The thing about myself that causes me the most grief, anxiety and fear is my introversion. Or maybe it’s more. Maybe even worse than my introversion is my constant attempt to hide it. I may even fool you. After all, I’ve spent much of my life pretending to blend in with the effortlessly extroverted masses. (I’d bet some of them are introverts behind closed doors, too.)
And here’s the kicker: I love life. I get excited. I dance. I want to be heard. I have (big) opinions. I want to have a conversation with you.
But the world makes me tired, so glossed and sheened it is in the veneer of superficial glamour and connection.
So many conversations are trite, trivial, meaningless and forced. And they hurt my heart. And I go home and obsess over them. I wonder what I could have said differently, to make a real connection or a better, truer impression.
And now I’m a mom, and like all moms, I must be ON much of the time. I have to force myself into things I’d rather not partake in, wander places I wouldn’t go on my own, talk to people whose kids are arbitrarily playing with mine on the jungle gym as I marvel at the 4 year old’s uncanny ability to make instant friends.
Recently I forayed off of Facebook. I deleted the app to make it harder for myself to get lost in the newsfeed timesuck while my kids destroyed the house around me and all of my projects collected proverbial dust. And at first, the freedom felt wonderful. (I did indeed write, like, 75 pages of a rough draft in a month, which is ridiculous for distractible me.) But recently I realized how disconnected I actually felt, which spawned a further realization: that I was never REALLY connected at all.

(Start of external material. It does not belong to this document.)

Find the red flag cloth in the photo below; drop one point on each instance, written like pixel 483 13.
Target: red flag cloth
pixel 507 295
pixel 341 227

Social media is a great illusion. Knowing everyone’s business at all hours of the day becomes addictive, I think, because it fuels our very basic human need to feel in communion with others. As long as we like a handful of posts or leave a brief comment here and there, we can trick ourselves into feeling we’re in communication with our long list of virtual friends, most of whom we haven’t actually seen (or exchanged phone numbers with) in decades.
Facebook and Instagram are cool. But our reliance on them as connective tools leave much to be desired. They’re like the wine at the end of a bad day; using them brings a high, and maybe a bit of a hangover when we realize we never actually accomplished what we set out to do.

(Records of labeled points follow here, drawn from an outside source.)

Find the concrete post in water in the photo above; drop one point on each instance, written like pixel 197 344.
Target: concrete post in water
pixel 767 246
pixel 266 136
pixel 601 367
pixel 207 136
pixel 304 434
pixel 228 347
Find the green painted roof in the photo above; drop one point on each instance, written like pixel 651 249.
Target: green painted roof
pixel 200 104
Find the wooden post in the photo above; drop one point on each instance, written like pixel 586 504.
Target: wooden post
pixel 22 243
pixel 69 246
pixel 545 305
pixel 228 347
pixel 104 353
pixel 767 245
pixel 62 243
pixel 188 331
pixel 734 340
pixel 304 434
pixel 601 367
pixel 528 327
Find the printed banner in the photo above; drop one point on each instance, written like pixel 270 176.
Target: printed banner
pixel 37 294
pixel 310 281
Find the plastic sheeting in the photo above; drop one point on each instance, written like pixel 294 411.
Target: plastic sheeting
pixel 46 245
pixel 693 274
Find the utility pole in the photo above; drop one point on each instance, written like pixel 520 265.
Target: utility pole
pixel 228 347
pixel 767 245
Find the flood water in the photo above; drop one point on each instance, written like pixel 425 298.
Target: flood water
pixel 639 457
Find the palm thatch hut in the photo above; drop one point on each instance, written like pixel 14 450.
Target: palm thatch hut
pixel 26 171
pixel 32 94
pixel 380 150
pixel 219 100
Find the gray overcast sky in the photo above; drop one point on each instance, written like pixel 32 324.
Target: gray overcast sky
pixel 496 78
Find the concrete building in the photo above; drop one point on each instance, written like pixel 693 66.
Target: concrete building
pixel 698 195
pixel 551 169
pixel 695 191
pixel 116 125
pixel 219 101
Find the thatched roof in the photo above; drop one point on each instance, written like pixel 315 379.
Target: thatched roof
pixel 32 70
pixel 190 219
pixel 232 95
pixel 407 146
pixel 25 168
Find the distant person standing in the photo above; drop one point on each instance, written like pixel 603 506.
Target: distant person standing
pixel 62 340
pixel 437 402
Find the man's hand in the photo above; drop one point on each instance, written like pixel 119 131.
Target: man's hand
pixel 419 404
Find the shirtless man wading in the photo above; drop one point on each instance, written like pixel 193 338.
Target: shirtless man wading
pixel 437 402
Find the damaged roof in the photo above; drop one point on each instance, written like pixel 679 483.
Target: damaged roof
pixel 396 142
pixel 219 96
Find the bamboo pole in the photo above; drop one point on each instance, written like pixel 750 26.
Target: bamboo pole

But there ARE things—book clubs, parties, classes, whatever—that actual humans get together to do. Things that, in theory, sound fun. Things that, in actuality, I don’t usually make an effort with. I have two reasons:
- Scheduling anything around small children when you are the responsible parent 85% of the time is HARD.
- Groups overwhelm me.
There, I admitted it. I LOVE being with people one-on-one. And I LOVE EVEN MORE when I get to know a group of high-vibe people who make me feel safe in their presence, and whose collective spirit mine can contribute to. I love concerts where we’re all lost in the music and not lost in a conversation about stuff we don’t care about anyway. I love when I’ve really gotten to know a kindred soul and can just BE with them. I love deep meandering talks about obscure bands, books, the cosmos (and I am usually good at sniffing out the weird souls. Hi! I love you).

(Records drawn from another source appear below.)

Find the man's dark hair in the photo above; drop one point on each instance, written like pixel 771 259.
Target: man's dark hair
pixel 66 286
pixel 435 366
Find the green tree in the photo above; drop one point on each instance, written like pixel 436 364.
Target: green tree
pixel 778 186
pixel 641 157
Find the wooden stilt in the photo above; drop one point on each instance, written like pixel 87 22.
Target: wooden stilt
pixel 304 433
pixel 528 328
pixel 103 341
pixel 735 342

I tried to do an MLM business and it seriously wrecked my soul. Going shopping with other humans is my worst nightmare. I get anxiety and headaches in groups of people I don’t know, and my plastered-on smile literally hurts my face. And I might look like a huge brat, either in writing about this or in my daily life when I avoid situations that pull my trigger, but trust me—I’m not. I’m not a brat. I am more compassionate, interested, and invested than I know how to let on.
So, yeah, I watch my kids navigate social situations, and what I see amazes me. The non-judginess. The real concern. The unsolicited advice. The truth telling. When they don’t feel like playing anymore, they back away or move on—no hurt feelings, no explanations. They are organic. They are in communion. The way I must have been, once; the way we all must have been.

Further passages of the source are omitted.